Even though it's difficult, you can make a bad situation worse by doing or saying the wrong thing to the wrong people when you have been fired. 

After being fired, it's natural to feel angry, sad, and frustrated - just make sure to restrict negative comment and complaints to your closest friends and family. 

What to Do

Don't just walk out the door. There are things you need to know before you can move on.

If you are feeling emotional, shocked, or otherwise unprepared for this conversation, you can ask if you can make an appointment to discuss these issues. However, it's best to ask these questions the day you are fired. Once you are home and assessing your next steps, it'll be important to know when your last paycheck will arrive and if the employer will provide a neutral reference that doesn't mention you being fired. 

Resumes and Cover Letters

All your job search correspondence must be positive. There is no need to mention that you were fired in your resume or in your cover letters.

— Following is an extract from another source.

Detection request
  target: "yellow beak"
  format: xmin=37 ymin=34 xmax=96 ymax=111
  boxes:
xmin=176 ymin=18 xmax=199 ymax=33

In your cover letters, focus on the basics. Make sure your cover letters address the position you are applying for and why, and how, you are qualified for it. That's all you need to do. There is no point in bringing up the circumstances of your leaving until you have to.


When filling out job applications, don't be negative, but do be honest and don't lie, because it will come back to haunt you. 

You can use language like "job ended" or "terminated" if you need to state why you are no longer working at the job. If you are specifically asked if you were fired, you need to answer yes. Lying on a job application is grounds for dismissal at any time in the future and could cost you future unemployment benefits.


Here's where getting fired is going to matter most. You can be sure you are going to be asked the question "Why did you leave your last job?" Dick Bolles, author of What Color Is Your Parachute, recommends volunteering that you were fired even before the question is asked, then moving on. In Job Interviews for Dummies, Joyce Lain Kennedy gives similar advice, saying, "Keep it brief, keep it honest, and keep it moving." She suggests explaining why (downsizing, merger) if it wasn't your fault. If it was, Kennedy suggests telling the interviewer you learned a lesson and explain how you benefited from the experience. Take the negative and turn it into a positive.

Practice. Take some time to prepare answers to questions about being fired, so you know exactly how you are going to answer. Practice again, so you can respond confidently and without hesitation. The more you say it, the less painful it will be.

Again, don't lie. Most companies check references and background information. If you lie, you are probably going to get caught.

Do not contradict yourself. Tell the truth and have one story and stick to it regardless of how many people are interviewing you. They will compare notes afterwards and you don't want to have told one person one thing and someone else another version.

Do not insult your former boss or your former employer. No employer likes to wonder if you will talk about them that way in the future. Also, don't be angry. Feeling angry after being fired is normal. However, you need to leave that anger at home and not bring it to the interview with you.

Moving On

As hard as it may be, and it is hard, you need to get over getting fired and move on. You need to be able to convince employers that, regardless of what happened in the past, you are a strong candidate for the position and can do the job. Focusing on the skills and experience you have, rather than the firing, will help sell you to the employer and will help you get the job.